El gobierno de Israel prohibió volar cometas en la Franja de Gaza tras catalogar oficialmente estos juguetes recreativos como una amenaza militar equiparable a un dron, sin importar si transportan materiales explosivos o no. La drástica restricción fue ordenada por el primer ministro Benjamin Netanyahu y el ministro de Defensa Israel Katz, luego de que el viento arrastrara cuatro cometas inofensivas, construidas por niños con palos y plástico, hacia el kibutz fronterizo de Nahal Oz. Aunque el propio ejército israelí reconoció que los artefactos no contenían elementos peligrosos, la administración argumentó que el movimiento Hamás podría utilizarlos en el futuro como herramientas de ataque.

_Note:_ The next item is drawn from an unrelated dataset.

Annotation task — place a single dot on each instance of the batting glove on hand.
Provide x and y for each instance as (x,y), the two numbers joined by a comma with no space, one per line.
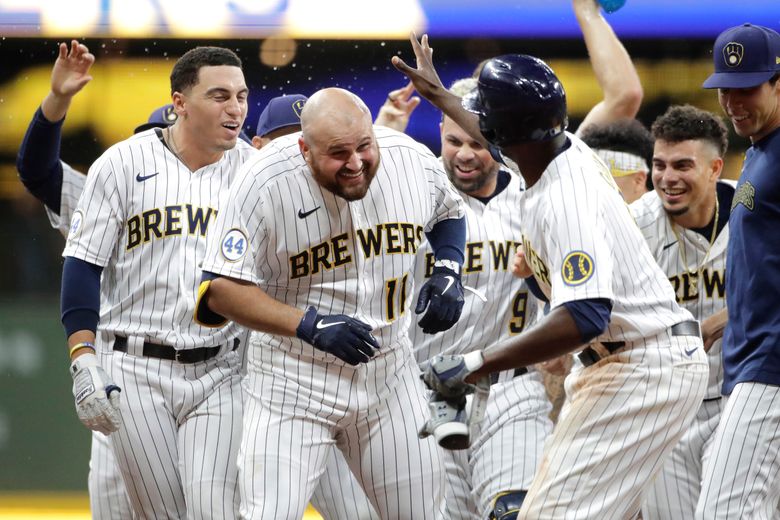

La medida ha generado graves implicaciones operativas y humanitarias en el territorio palestino, ya que las fuerzas armadas israelíes advirtieron que atacarán o intensificarán operaciones militares en aquellas zonas donde detecten el vuelo de estos objetos. Ante el riesgo inminente de bombardeos y desenlaces fatales, los padres palestinos en campamentos de desplazados como Deir el Balah han comenzado a prohibir estrictamente a sus hijos la elaboración y uso de cometas para salvaguardar la vida de sus familias.

Esta estricta prohibición impacta directamente el bienestar emocional de la infancia gazatí, dado que volar cometas representaba una de las pocas actividades recreativas y de salud mental disponibles para los menores en medio de la destrucción de escuelas e infraestructura civil. Diversos reportes de prensa internacional y agencias de noticias han documentado la frustración y el llanto de niñas y niños que se ven obligados a destruir sus propios juguetes de papel para no exponer sus hogares a represalias armadas.